UMA TEMPORADA DE FACÕES E OS GENOCIDAS RUANDESES

UMA TEMPORADA DE FACÕES E OS GENOCIDAS RUANDESES

“Uma temporada de facões” é um livro de relatos escrito pelo repórter Jean Hatzfeld sobre o genocídio em Ruanda. Os testemunhos, contudo, não são das vítimas, mas dos assassinos. O autor queria entender o que levou indivíduos comuns a cometerem as terríveis atrocidades do massacre. Tendo isso como motivação, Hatzfeld foi em busca de conhecer os rostos por trás das angustiantes histórias do genocídio de 1994. Numa série de relatos francos e até mesmo dolorosos, o jornalista mostra a outra face da tragédia.

Diante da realidade do genocídio, a primeira opção de um assassino é se calar, a segunda é mentir. Pode mudar sua decisão, mas não a discute. Sozinho, não se expõe a nenhum risco, assim como não se expunha a nenhum risco durante os massacres.

Jean Hatzfeld, autor.

O genocídio

Em 1994, um pequeno país da África Oriental, Ruanda, foi casa do maior genocídio da história contemporânea. A maioria étnica hutu dizimou a minoria tutsi. Foram cerca de 800 mil mortes num intervalo de 100 dias, e a leniência da comunidade internacional frente ao massacre causou revolta.

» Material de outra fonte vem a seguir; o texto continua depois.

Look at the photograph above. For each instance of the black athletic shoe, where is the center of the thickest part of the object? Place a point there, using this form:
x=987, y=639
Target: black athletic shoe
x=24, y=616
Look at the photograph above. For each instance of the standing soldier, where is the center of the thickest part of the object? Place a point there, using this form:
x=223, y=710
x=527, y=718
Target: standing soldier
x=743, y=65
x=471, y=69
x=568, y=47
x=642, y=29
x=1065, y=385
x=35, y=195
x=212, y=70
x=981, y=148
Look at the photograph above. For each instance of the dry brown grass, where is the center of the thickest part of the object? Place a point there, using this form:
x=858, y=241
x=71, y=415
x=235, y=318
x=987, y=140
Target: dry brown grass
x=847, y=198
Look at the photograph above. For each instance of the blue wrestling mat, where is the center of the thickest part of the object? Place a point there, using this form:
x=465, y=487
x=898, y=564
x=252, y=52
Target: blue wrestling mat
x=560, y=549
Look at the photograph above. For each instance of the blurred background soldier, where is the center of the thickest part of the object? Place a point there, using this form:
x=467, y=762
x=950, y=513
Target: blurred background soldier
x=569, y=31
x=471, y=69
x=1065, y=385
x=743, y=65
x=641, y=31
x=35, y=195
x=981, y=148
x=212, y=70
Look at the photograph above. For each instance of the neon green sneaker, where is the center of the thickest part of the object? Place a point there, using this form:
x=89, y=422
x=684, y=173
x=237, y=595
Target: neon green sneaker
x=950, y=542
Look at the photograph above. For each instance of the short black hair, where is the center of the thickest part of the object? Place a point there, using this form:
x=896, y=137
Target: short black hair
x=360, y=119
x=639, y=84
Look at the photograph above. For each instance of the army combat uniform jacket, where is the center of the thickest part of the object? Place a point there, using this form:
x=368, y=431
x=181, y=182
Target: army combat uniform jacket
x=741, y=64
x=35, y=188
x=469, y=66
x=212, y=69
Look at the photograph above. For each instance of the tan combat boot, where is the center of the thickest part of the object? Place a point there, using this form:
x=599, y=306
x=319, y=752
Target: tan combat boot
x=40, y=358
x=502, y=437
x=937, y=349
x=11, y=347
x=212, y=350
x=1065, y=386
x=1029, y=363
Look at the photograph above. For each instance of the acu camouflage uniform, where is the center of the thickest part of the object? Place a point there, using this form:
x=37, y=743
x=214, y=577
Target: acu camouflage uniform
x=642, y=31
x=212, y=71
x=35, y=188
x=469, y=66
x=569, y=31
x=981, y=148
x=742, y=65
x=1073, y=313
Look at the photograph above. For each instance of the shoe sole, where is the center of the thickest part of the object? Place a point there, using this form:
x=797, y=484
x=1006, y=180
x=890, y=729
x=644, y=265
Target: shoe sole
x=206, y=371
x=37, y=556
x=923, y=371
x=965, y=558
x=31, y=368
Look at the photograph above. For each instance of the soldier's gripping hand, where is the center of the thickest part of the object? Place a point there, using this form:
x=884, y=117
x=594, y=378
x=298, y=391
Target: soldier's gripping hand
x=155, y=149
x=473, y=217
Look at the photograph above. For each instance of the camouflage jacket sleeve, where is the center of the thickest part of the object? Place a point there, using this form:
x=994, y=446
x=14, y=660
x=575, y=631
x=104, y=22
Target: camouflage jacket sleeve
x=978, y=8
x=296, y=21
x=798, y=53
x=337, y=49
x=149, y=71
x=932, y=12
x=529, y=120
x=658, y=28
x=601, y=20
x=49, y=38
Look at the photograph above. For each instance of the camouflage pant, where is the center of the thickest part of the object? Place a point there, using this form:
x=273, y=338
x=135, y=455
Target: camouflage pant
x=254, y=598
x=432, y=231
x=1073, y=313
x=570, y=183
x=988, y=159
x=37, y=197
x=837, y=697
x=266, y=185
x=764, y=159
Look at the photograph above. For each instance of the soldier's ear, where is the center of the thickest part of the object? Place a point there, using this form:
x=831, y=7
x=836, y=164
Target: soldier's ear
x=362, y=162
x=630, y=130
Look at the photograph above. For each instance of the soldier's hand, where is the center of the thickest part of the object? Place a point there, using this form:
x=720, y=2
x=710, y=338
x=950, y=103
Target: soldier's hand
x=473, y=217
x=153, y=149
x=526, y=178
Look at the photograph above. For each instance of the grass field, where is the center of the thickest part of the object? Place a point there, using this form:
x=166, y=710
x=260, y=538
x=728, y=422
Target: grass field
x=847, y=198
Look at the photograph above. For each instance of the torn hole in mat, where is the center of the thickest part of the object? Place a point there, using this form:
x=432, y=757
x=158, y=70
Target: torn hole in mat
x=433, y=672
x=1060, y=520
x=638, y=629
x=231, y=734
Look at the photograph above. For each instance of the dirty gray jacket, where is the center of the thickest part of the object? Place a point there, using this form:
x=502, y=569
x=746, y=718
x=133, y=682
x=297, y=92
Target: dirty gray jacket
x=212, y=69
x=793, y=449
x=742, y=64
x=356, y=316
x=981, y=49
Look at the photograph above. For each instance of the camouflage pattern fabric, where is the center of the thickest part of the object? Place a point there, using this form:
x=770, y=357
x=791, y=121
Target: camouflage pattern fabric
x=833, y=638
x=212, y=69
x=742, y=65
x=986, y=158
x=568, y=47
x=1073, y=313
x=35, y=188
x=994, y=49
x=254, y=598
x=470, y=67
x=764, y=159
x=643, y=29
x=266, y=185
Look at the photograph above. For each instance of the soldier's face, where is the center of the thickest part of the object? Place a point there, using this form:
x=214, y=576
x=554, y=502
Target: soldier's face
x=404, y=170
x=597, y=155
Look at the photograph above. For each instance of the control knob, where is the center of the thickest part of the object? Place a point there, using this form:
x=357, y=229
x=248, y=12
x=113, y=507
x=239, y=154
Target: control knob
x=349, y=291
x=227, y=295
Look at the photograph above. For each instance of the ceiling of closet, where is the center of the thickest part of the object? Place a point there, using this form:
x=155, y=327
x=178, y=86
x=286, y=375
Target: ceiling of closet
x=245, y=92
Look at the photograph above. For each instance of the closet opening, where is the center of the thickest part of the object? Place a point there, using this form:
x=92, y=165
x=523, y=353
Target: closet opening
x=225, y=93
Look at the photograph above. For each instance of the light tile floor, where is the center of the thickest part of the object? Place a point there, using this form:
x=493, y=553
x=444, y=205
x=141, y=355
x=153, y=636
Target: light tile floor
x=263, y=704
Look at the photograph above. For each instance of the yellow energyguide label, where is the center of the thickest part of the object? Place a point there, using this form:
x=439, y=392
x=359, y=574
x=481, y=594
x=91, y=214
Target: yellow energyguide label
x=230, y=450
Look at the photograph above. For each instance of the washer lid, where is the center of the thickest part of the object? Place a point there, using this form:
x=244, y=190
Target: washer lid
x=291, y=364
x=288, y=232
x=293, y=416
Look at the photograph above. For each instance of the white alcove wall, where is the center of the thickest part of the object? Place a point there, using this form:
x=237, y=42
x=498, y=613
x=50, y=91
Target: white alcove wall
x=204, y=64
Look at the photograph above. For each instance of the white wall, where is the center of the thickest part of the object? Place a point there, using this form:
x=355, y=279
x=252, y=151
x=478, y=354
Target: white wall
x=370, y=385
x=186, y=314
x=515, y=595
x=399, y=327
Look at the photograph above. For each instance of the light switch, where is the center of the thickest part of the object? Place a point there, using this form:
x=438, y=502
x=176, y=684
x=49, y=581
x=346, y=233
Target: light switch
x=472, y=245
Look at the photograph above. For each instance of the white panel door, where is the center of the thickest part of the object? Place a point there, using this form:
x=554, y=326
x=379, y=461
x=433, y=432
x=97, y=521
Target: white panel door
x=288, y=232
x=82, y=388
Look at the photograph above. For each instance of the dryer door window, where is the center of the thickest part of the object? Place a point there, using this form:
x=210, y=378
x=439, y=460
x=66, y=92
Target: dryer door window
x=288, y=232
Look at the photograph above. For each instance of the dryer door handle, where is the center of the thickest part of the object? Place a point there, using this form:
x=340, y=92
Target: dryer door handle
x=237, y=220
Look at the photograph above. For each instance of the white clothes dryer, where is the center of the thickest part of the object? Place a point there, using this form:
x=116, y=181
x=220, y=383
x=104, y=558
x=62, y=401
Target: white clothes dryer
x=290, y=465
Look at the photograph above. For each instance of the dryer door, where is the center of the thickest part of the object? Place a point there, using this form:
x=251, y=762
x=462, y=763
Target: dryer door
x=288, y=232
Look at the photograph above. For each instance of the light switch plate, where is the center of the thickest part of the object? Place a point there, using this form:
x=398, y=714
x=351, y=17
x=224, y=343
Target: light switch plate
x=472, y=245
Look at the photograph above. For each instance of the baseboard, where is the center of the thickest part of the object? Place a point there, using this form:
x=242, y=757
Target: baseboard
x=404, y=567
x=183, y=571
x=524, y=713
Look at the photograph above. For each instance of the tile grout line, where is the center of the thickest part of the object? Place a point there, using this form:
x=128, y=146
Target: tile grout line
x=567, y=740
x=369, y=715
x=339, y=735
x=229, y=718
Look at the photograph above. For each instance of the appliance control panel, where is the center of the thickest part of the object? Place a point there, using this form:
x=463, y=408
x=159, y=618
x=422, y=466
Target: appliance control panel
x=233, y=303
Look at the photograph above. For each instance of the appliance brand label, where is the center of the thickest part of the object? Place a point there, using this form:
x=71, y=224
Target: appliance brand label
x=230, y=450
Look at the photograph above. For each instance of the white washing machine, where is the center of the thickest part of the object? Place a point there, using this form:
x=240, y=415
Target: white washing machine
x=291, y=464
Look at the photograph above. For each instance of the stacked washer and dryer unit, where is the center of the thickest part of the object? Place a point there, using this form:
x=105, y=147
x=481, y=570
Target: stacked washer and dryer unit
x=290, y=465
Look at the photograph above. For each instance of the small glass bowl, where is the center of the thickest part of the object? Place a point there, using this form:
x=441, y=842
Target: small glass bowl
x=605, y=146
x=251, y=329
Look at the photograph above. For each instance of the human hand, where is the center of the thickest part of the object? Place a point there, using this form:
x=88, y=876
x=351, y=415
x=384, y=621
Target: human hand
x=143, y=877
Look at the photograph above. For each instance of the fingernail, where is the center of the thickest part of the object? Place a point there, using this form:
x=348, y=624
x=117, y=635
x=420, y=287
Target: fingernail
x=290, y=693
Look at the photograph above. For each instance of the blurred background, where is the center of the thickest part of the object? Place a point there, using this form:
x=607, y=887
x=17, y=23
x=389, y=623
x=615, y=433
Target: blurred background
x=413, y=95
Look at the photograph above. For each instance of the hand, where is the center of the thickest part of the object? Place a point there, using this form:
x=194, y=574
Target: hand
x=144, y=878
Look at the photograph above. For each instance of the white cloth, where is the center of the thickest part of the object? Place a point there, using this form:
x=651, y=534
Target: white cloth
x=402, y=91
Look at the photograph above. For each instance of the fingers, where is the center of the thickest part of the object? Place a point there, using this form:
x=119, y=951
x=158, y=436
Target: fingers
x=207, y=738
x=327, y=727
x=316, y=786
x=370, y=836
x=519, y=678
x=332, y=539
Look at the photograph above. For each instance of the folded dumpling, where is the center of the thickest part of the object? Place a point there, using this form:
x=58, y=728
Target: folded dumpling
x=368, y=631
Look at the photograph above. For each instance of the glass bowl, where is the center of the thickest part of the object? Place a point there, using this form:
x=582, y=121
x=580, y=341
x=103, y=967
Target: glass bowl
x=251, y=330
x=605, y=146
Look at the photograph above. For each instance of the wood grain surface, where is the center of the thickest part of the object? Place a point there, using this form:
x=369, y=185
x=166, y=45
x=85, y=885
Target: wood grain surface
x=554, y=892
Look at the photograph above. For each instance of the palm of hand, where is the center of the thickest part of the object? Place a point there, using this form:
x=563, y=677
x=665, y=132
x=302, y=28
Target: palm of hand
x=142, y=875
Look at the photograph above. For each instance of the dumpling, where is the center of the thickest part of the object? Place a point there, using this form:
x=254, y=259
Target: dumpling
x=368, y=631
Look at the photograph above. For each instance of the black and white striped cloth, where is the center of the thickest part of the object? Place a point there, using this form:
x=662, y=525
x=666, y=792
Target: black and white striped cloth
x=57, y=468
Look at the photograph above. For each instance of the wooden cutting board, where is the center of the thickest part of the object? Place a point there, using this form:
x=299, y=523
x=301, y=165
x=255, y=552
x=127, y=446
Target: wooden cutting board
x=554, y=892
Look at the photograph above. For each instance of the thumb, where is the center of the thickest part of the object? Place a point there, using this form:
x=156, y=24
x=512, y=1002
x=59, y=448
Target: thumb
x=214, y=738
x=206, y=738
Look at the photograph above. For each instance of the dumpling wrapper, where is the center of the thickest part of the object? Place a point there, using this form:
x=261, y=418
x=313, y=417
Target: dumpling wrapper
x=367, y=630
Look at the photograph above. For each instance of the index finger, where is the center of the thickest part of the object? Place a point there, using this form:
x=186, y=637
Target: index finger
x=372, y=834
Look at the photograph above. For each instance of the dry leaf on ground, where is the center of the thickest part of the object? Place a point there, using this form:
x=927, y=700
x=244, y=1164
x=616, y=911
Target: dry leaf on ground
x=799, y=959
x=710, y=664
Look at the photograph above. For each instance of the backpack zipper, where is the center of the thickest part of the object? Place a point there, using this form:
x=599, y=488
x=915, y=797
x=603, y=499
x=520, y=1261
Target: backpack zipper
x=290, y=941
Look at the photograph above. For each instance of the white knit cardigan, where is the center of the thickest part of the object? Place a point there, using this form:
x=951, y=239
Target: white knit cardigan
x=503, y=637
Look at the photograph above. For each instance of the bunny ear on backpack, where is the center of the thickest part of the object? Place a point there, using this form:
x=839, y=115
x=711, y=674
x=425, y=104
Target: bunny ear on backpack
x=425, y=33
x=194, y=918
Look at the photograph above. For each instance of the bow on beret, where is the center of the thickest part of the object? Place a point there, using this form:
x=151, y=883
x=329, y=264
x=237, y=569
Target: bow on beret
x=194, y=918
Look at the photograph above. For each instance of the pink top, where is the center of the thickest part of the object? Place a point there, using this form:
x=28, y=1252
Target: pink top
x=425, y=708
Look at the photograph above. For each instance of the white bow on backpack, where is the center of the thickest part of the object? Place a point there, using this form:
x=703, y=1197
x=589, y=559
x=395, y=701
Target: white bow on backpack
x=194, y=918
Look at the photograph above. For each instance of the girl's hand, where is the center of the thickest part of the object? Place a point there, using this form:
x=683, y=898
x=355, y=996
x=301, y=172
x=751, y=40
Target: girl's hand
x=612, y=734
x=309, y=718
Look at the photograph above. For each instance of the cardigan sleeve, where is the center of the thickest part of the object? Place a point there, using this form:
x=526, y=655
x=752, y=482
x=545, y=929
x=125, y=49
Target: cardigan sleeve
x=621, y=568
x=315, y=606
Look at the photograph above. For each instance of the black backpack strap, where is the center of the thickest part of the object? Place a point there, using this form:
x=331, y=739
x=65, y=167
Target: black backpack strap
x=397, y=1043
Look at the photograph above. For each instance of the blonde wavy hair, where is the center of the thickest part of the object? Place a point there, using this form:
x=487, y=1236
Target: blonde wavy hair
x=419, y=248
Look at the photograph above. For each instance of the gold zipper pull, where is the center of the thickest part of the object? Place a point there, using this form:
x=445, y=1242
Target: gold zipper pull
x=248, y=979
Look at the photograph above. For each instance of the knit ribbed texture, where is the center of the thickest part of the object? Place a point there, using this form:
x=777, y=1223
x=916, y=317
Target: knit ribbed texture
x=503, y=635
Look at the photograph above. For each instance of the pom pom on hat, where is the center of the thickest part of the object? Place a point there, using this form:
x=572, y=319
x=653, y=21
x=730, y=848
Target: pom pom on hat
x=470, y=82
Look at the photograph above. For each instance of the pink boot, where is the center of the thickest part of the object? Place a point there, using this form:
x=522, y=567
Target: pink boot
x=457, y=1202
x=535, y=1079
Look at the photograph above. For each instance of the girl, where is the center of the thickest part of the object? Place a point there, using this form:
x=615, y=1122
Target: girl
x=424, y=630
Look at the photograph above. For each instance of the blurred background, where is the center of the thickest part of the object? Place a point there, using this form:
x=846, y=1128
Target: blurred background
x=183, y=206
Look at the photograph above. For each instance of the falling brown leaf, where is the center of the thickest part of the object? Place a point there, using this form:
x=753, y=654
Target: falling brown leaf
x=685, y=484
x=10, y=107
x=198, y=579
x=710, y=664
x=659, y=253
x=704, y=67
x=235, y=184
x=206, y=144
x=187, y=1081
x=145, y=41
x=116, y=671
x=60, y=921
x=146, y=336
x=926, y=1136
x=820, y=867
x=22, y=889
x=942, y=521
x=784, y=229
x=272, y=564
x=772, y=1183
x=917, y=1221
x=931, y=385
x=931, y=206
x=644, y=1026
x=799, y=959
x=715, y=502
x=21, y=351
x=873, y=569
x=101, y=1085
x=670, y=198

Além disso, a população ficou marcada pela tragédia, as vítimas traumatizadas, e a sociedade do país nunca mais foi a mesma.

A organização dos assassinos

As milícias hutu foram as responsáveis pela perpetuação dos assassinatos. Todos os homens hutus eram obrigados a matar e suas famílias deveriam apoiar a dizimação. Grupos de hutus se uniam para buscar os tutsis fugitivos nos pantanais e nas cidades. Era uma “caça às presas”, só que com vida humanas em linha.

A regra número um era matar. A regra número dois, não havia. Era uma organização sem complicações.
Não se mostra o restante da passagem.